Friday, July 4, 2025

Freedom and the American Revolution

The most curious fact about the American Revolution is that it happened at all. Historian Gordon Wood says that in the traditional sense, "Americans were not an oppressed people; they had no crushing imperial shackles to throw off. In fact, the Americans knew they were probably freer and less burdened with cumbersome feudal and monarchical restraints than any part of mankind in the eighteenth century." Even to many of its international observers, the revolution seemed a rebellion with little cause.

Perhaps, though, the cause of revolution ought not present itself as such a mystery, for it would appear that what brought about the American Revolution had to do with the conditions of the New World. The New World had given Americans the experience of what it was like to have to forge ahead in free circumstances. The Americans therefore "revolted not to create but to maintain their freedom," Wood says. "While the speculative philosophers of Europe were laboriously searching their minds in an effort to decide the first principles of liberty, the Americans had come to experience vividly that liberty in their everyday lives."

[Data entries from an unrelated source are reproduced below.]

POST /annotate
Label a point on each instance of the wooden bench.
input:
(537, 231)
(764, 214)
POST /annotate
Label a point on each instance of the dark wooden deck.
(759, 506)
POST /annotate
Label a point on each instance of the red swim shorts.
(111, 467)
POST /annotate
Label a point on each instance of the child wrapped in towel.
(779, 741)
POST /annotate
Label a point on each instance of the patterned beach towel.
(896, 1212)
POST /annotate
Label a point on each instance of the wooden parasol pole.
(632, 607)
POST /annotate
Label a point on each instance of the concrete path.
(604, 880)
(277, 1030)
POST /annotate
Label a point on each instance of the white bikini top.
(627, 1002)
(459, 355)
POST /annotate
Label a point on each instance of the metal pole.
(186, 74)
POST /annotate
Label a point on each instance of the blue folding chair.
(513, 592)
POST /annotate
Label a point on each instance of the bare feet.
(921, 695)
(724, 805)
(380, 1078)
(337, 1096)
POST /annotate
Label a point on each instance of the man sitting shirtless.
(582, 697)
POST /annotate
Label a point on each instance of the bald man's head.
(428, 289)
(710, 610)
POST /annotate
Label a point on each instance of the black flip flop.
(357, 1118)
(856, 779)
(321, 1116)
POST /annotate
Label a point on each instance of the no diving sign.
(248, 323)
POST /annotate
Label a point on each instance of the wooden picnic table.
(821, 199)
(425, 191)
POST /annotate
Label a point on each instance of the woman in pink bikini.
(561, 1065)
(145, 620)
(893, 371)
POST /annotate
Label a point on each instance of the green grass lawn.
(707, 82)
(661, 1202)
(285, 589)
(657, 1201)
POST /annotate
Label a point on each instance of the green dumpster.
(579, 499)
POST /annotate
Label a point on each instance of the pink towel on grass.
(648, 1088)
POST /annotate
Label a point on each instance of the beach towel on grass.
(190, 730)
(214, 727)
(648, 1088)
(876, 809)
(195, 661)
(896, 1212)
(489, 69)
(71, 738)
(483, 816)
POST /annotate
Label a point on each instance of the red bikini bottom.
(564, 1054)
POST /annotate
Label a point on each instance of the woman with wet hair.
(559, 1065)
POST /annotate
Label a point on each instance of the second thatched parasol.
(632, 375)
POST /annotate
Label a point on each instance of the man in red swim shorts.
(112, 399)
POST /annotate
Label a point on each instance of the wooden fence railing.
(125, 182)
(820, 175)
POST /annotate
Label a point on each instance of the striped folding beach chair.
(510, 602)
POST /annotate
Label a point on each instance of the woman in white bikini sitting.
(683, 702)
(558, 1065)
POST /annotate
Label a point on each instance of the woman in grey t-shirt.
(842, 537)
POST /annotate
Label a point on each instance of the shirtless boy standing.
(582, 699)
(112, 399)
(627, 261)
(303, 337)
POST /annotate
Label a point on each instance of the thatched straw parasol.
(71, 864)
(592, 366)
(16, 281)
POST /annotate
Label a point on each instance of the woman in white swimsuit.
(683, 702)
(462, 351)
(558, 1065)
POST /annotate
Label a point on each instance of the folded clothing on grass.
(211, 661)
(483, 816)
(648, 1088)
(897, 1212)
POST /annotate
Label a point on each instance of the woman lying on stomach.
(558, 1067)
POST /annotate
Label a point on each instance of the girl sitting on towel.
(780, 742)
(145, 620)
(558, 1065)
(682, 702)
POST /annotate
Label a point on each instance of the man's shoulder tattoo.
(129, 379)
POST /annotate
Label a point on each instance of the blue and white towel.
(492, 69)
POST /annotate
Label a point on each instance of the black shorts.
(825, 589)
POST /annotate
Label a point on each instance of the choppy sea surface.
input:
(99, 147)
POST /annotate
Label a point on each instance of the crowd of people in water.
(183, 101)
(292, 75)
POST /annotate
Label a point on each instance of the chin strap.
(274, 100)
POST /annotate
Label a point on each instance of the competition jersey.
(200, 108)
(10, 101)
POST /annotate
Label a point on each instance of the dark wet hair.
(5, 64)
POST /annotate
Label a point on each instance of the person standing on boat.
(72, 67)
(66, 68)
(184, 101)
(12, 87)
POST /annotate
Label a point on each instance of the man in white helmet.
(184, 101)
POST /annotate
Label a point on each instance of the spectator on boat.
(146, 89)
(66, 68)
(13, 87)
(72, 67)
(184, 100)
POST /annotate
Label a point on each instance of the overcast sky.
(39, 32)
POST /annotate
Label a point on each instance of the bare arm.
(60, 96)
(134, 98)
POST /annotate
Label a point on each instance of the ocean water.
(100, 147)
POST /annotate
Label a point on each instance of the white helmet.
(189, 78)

Along with freedom's thrill, Americans had to experience its burdens. The European immigrants did not know the lay of the land. They therefore had to reckon with it. They did not know how to make peace with the native population. Unfortunately, they never did, and in the minds of some Americans of non-indigenous ancestry, the indigenous population remains a set of second-class citizens. Federal and state laws have not done much to disabuse people of this idea, and early American history has been in large part a record of dire consequences for the indigenous peoples.

Looked at carefully, one sees this pattern appear and reappear again. American experience is American history, and it has always been an experiment in reckoning with freedom in new places. For better and worse.